T’was the afternoon of Shabang XI and all through Laguna Lake, vendors and artists were singing and stirring. But at the Funk Safari, there was hardly a shout as they danced to house.
At the silent disco, guests were wired into headphones and danced away to house music in a jungle-themed corner of the festival.
Respect the Funk, a local production company specializing in magazines, videos and events, was behind this “Funk Safari,” which challenged disco-goers to break out of their own personal zoos while maneuvering through vines, bamboo cages, and even a 15-foot inflatable elephant.
This is the second time they have held a Silent Disco at Shabang, and like in the spring, the lines were out the door.
Ariana Filice, a fire dancer and performer from University of California, Santa Barbara, acted as an animal wrangler for dancers dressed as a lion, jaguar and bird.
“The theme is they’re too funky to stay in a cage, they break out and they’re gonna break out onto the platforms where they do their performance solos,” Filice said while supervising the dancers’ makeup routine. “They’re evoking the animal in the audience and evoking the animalistic sides of themselves.”
If the dusty grounds proved to be too wild for attendees, they could seek refuge at The Janky Barge, a bus with 10 Burning Man festivals under its belt. Jenni Fick, a Barge crewmember, said she was proud of the homely-looking vehicle’s features, although some are left unspoken for, like the five different subwoofer speakers on the bottom and back of the bus.
“We also have a full bar inside that we’re not serving right now ’cause there’s underage kids at this event,” Fick said as she smiled next to the ladder leading to the Barge’s top balcony.

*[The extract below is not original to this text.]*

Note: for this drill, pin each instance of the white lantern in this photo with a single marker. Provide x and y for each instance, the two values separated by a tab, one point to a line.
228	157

Up there, DJs from KCPR, Respect the Funk and SubSessions live-mixed with their friends. While the bus teetered back and forth with the weight of its stampeding passengers, a firm grip on the balcony’s railings could keep eyes locked on the rest of Shabang’s festivities happening down below.
Near the shores of Laguna Lake stood the main stage, which featured local bands and musicians like the Breathing Effect, Daisy, .paperman, Rowan McGuire, Depressed Specter, VeryDeadly and Sonoda.
Leven Kali, an up-and-coming R&B artist from Santa Monica, headlined the festival. His energy brought the audience to sing along with his songs and share his excitement.
“Something that I pride myself and we pride ourselves on is the borderless, genre-less, race-less quality to everything we’re doing,” Kali said in an interview. “We could take this show anywhere across the country and across the world and connect with people through music.”
Kali has a growing fan base and collaborates with other artists, including The Internet’s Syd. When it comes to artistic expression, Kali said he believes in being yourself.
“[People] definitely know when you’re being honest,” he said. “They can feel it and nothing’s stronger than that.”